The Hebrew word derohrʹ is also translated “liberty” in certain texts (Lev. 25:10; Isa. 61:1), and some commentators consider the name as describing the graceful free-flying swallow with its uninhibited movement. Others associate the Hebrew name with the Arabic darra, meaning to flow copiously or stream, and connect this with the swift darting of the bird as it catches insects in flight.

The psalmist, in proclaiming his yearning for the courtyards of Jehovah’s house, makes reference to the swallow’s finding a nest for herself in which to place her young. (Ps. 84:1-3) Swallows frequently build their cuplike nests (formed of mud pellets) on buildings or houses, often under the eaves, and hence some understand this passage to mean that swallows nested in the temple structure, as they do today in similar buildings throughout the land. However, the psalmist does not state this and seems, rather, to be employing a simile here in which the swallow, having found her nest, is a symbol of peace and security such as the psalmist found in Jehovah’s courts.

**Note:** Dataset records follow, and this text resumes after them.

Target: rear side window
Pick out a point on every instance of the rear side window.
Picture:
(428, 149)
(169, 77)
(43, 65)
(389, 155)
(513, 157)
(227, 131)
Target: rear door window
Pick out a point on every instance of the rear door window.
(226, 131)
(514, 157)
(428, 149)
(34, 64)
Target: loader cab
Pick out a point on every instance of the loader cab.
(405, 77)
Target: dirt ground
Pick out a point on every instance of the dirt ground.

The other reference to the swallow occurs at Proverbs 26:2, stating that even “as a bird has cause for fleeing and just as a swallow for flying, so a malediction itself does not come without real cause.” (NW) Some translations render the Hebrew instead as a “curse that is causeless [and] does not alight” (RS; see also AS, Ro), and so consider the text to mean that such a causeless curse does not come to fulfillment or “alight,” but, rather, is like the restless flight of the swallow as it continues almost tirelessly on the wing in pursuit of its insect prey. In the surrounding verses the writer is discussing the fool and his ways, and thus in the rendering first cited (NW) the sense may be instead that, even as the flying of the birds when fleeing from danger or searching for food has a real cause, so, too, if a fool’s course brings a malediction upon him, it was not without there being real cause; his foolish course was responsible.—Compare verse 3; also Proverbs 1:22-32.

The swallow, particularly the common or barn swallow, is abundant in Palestine. Some swallows spend the year there, whereas others arrive in March and depart at the approach of winter. Small, with long powerful wings and, usually, a forked tail, the swallow is a bird of unusually graceful and speedy flight, able to cover long distances in migration. The plumage often has a rich iridescent hue; its song is a pleasant combination of soft twittering and warbling.